The Saturator X adds harmonics and warmth, making electronic bass fuller, rounding and in some cases more analog and less digital

3. How Can the Bus Compressor Improve Rock Drum Tracks?

The Bus Compressor glues drum elements together, adding punch and cohesion. This will help rock drum tracks, Hiphop drums (any drums) gel well with the track vs its own recording.

4. How do I enhance stereo width with the Stereo Imager?

Use the Stereo Imager to widen the sides and narrow the center, enhancing spatial depth and separation.

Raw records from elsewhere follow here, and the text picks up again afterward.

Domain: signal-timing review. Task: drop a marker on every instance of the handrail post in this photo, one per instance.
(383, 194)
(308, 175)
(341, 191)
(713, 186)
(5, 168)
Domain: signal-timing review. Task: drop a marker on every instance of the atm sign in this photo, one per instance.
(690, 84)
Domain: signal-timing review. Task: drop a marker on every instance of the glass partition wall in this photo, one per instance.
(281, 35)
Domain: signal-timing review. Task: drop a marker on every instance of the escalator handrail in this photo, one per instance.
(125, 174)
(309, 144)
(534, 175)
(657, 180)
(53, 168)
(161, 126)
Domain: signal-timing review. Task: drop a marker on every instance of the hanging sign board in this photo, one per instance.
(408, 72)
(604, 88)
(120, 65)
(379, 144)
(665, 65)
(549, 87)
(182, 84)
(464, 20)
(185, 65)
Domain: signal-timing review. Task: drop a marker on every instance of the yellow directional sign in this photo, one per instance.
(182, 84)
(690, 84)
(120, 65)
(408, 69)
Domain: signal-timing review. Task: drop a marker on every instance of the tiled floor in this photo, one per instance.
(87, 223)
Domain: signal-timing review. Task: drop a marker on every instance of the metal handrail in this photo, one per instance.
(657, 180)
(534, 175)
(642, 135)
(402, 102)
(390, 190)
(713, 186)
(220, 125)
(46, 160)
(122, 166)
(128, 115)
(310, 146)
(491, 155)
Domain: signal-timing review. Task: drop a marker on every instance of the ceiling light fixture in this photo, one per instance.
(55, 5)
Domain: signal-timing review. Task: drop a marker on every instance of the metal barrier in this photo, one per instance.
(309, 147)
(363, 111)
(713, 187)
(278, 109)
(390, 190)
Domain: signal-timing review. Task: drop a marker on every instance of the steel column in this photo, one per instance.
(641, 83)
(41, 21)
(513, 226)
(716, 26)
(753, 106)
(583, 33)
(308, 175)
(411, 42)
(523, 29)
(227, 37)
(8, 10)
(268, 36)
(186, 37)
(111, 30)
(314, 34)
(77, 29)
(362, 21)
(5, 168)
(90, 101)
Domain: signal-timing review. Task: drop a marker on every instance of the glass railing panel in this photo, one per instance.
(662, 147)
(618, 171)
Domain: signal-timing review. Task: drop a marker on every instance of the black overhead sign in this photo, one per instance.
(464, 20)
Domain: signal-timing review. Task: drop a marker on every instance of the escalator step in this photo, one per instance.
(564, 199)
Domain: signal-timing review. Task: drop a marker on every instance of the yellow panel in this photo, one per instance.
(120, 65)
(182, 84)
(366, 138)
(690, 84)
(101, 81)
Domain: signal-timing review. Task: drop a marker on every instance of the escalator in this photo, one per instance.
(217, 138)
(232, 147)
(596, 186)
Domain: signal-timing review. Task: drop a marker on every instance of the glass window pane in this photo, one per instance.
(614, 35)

5. How Can The Stealth Limiter Help In Mastering EDM?

The Stealth Limiter increases loudness without distortion, that said, it’ll help push those EDM tracks to club levels with ease.

6. What’s The Best Way To Use The De-Esser On Rap Vocals? 

Find the frequency range where the harsh “s” lives then set the De-Esser to reduce the “s” sounds. You may find these around 5-8 kHz.

7. Can the Vintage Compressor add Warmth To Acoustic Guitars?

Yes, it can add analog warmth, saturation and smooth dynamics or help them sound crunchy depending on the sound you want and the compressor you grab.

8. How Why Do Trap Producer Like The Clipper So Much? 

Using the T-RackS Clipper is an easy way to get your tracks loud and its an easy plugin to use, very few options.

9. Can I Use The Master EQ 432 In Pop Music?

Yes, you can use the EQ 432 with any music genre; Pop, Orchestral, Lo-Fi, Folk, it doesn’t discriminate.

10. Are Opto Compressors Better Than FET Compressors? 

Opto and FET are both great, but one could be better than the other when performing specific tasks. For an example, 1176 would be idea for control transients over the Opto compressor, that doesn’t mean its better.